Book Review: Ghosts of Manhattan

July 22, 2013 Books to Read, Business, Fiction 0

Ghosts of ManhattanGhosts of Manhattan: A Novel
by Douglas Brunt, Fiction (Released October, 2012)
Bottom Line: Read it.
Summary: Amid the 2005 mortgage bubble, thirty five year old Bear Stearns bond trader, Nick Farmer, faces disillusionment with his career decision, personal life, and strategy decisions at Bear.

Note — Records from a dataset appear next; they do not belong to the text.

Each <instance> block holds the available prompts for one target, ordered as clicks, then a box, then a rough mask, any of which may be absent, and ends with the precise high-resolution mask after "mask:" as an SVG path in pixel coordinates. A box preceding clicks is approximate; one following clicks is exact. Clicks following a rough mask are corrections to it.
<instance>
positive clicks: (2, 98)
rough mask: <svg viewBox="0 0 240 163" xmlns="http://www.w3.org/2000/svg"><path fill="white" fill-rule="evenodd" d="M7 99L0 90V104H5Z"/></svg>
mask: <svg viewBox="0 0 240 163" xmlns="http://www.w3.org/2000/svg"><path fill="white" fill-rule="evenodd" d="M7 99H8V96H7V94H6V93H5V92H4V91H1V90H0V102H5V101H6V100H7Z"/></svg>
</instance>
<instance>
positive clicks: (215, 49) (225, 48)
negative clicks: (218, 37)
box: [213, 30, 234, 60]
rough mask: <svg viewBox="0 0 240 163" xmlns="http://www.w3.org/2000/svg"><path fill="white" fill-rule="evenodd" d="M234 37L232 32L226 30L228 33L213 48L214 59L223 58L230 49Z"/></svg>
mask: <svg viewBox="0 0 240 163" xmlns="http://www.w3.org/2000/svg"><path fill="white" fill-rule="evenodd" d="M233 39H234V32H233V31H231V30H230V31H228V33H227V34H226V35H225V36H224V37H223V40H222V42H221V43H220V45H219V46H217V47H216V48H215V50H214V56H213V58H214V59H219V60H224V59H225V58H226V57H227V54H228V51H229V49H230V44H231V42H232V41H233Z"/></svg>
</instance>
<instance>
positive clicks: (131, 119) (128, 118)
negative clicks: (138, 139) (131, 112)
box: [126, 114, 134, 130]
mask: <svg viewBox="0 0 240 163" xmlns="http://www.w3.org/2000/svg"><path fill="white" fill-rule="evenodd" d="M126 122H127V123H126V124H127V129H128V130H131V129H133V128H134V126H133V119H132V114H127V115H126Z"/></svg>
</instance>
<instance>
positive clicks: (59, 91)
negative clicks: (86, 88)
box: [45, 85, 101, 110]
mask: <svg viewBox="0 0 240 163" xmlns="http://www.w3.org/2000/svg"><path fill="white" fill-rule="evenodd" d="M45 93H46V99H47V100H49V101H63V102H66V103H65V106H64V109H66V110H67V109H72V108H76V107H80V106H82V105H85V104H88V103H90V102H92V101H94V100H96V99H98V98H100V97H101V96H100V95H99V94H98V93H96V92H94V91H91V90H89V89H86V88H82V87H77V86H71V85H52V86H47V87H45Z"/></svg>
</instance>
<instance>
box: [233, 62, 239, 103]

My Thoughts: My in-laws were the first people to tell me I should read this book and I was a little skeptical because I’d read so many “Wall Street excess tell-alls” that they had started to run together in my head and ceased to be interesting. There’s only so many times you can read about money, drunkenness, cocaine, and hookers before it becomes a bit repetitive. But, this book was different…in a good way! First, it’s fiction and the author was not a Wall Street trader, so it’s technically not a “roman a clef” about his real experience. But, obviously the setting and characters are based on what Wall Street was generally like in the middle of the mortgage bubble. Second, Brunt’s observations about the social hierarchy in the banking/trading/finance world and the situations and characters you encounter there are witty, spot-on, and well said. I would go so far as to say that Brunt comes close to Tom Wolfe territory with his social commentary. Though Brunt does include his fair share of partying, drugs, and prostitutes, it’s the social commentary and his PERFECT analogies that were the most entertaining for me. Nick is also having an inner struggle with his career choice and the effects of that lifestyle on his marriage, which gives the novel more depth than your average Wall Street excess tell-all and makes Nick a more sympathetic character. Finally, this book deals with a theme that a lot of people my age (35, like Nick) are confronting. What happens when you choose a career right out of college, without knowing much about what that career really entails, and thinking you may do that job for a couple years before moving on, then wake up fifteen years later still doing this thing that you never intended to be your life’s work? How do you make a change at age thirty five when many people have families to support and how do you figure out what you really want to do with your life? These are difficult and relatable questions and Nick goes through the range of emotions and thought processes as he’s working this out. Ghosts of Manhattan successfully crosses the Wall Street excess tell-all and the Tom Wolfe-style social satire for a great summer read…particularly for guys. It’s going on my Books for Guys2013 Summer Reading, and Business Books lists.